L’enquête budget-consommation (ENBC 2007-2008) a permis de déterminer la structure du panier de consommation. C’est ainsi que deux lignes de pauvreté ont été calculées, l’une pour le milieu urbain à 150 933 CFA /tête/an et l’autre pour le milieu rural à 110 348 FCFA / tête/an. La région de Maradi a été citée parmi les régions les plus pauvres du Niger avec un ratio de pauvreté de 79,7% en 2005 et de 73,4% en 2008 (Onapad, 2008) ce qui est approximatif au chiffre de la présente étude (81,16%) dans la même région.

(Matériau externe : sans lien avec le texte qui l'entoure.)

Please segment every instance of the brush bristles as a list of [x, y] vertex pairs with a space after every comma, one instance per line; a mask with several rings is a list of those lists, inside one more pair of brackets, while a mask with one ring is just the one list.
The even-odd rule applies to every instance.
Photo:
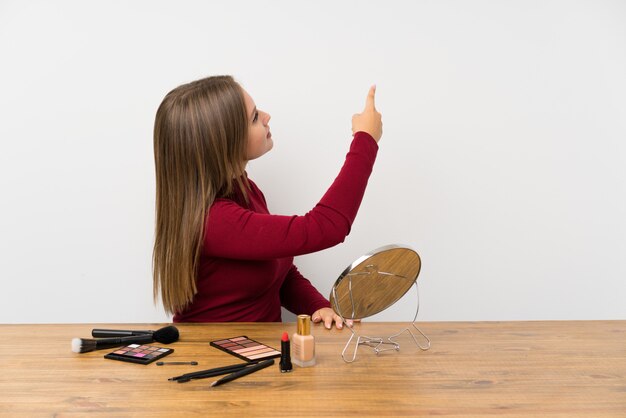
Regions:
[[86, 353], [96, 349], [96, 340], [86, 340], [83, 338], [72, 338], [72, 351], [75, 353]]
[[171, 344], [178, 341], [179, 336], [178, 328], [173, 325], [163, 327], [152, 334], [152, 338], [154, 338], [155, 341], [163, 344]]

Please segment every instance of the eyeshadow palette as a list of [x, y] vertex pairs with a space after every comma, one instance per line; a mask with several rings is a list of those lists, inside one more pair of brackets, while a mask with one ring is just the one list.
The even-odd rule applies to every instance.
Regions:
[[245, 335], [211, 341], [211, 345], [246, 361], [259, 361], [280, 357], [280, 351], [254, 341]]
[[155, 347], [153, 345], [130, 344], [119, 348], [104, 358], [111, 360], [129, 361], [131, 363], [149, 364], [156, 359], [165, 357], [174, 352], [171, 348]]

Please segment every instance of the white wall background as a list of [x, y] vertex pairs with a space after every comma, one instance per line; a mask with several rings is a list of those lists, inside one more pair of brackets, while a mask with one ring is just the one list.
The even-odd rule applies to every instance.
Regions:
[[214, 74], [272, 115], [248, 172], [283, 214], [322, 196], [378, 85], [352, 233], [297, 260], [324, 294], [403, 243], [421, 320], [626, 318], [626, 2], [1, 0], [0, 61], [2, 323], [169, 320], [154, 114]]

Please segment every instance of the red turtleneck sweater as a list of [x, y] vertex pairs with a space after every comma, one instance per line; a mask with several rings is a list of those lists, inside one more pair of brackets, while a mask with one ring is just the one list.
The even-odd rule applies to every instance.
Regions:
[[365, 193], [378, 144], [357, 132], [339, 175], [304, 216], [272, 215], [249, 182], [243, 197], [216, 199], [206, 221], [198, 293], [174, 322], [278, 322], [281, 306], [309, 314], [330, 304], [293, 257], [343, 242]]

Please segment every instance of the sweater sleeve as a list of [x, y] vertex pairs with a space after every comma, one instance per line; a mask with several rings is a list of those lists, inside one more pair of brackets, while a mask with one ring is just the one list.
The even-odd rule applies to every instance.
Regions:
[[209, 210], [203, 251], [230, 259], [267, 260], [330, 248], [350, 232], [378, 144], [365, 132], [354, 135], [344, 164], [317, 205], [303, 216], [257, 213], [228, 199]]
[[313, 315], [321, 308], [330, 308], [330, 302], [292, 265], [282, 287], [280, 303], [288, 311], [296, 315]]

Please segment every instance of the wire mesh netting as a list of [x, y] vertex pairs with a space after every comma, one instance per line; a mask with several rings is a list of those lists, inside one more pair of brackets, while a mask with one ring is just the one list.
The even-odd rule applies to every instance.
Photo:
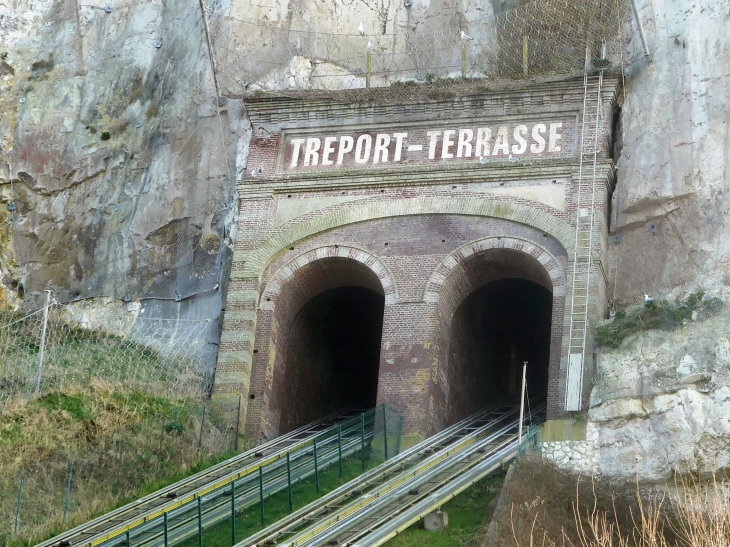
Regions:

Le revenu tiré de l’agriculture et de l’élevage ne permet de couvrir que 10 jours par an pour des exploitations agricoles de type 1, deux mois par an pour ceux de type 2 et 23 mois pour les exploitations de type 3.
CONCLUSION
A travers la présente étude, les caractéristiques socio-économiques des exploitations agricoles des deux régions se sont dégagées ainsi que les différents types d’exploitations agricoles. Ces exploitations agricoles se sont beaucoup plus caractérisées par : 1) un faible taux d’adhésion aux OP; 2) un faible niveau d’équipement en matériels agricoles ; 3) un cheptel pauvre en gros ruminants ; 4) une taille réduite des superficies emblavées et 5) un faible revenu tiré des principales sources.
Ces exploitations agricoles peuvent être rassemblées en trois types à savoir les exploitations à revenu faible, très faible et moyen. Celles à revenu faible sont majoritaires (82%) et celles à revenu moyen très minoritaire (1%)
L’importance des superficies agricoles, l’appartenance à une organisation paysanne, l’élevage, les cultures de rente et l’équipement agricole sont essentiels dans la formation des revenus des exploitations agricoles. Les exploitations agricoles à revenu moyen sont certainement les plus équipées, elles emblavent plus de superficies pour des cultures de rentes (niébé, sésame) et bénéficient beaucoup plus des formations et assistance technique à travers leurs OP. Il est ainsi donc constaté que les exploitations agricoles des deux régions sont pauvres avec plus de 80% qui vivent en dessous du seuil de la pauvreté. Cette situation est due à des systèmes de production agricole des exploitations agricoles faiblement intégrés et moins efficaces du fait de certains choix peu judicieux dans la conduite des techniques de productions. La politique agricole du pays doit donc privilégier les exploitations agricoles de type 1 et 2 tout en orientant d’avantage sa stratégie d’interventions dans la prise en compte du savoir et l’implication des paysans dans la résolution de leur problème de production.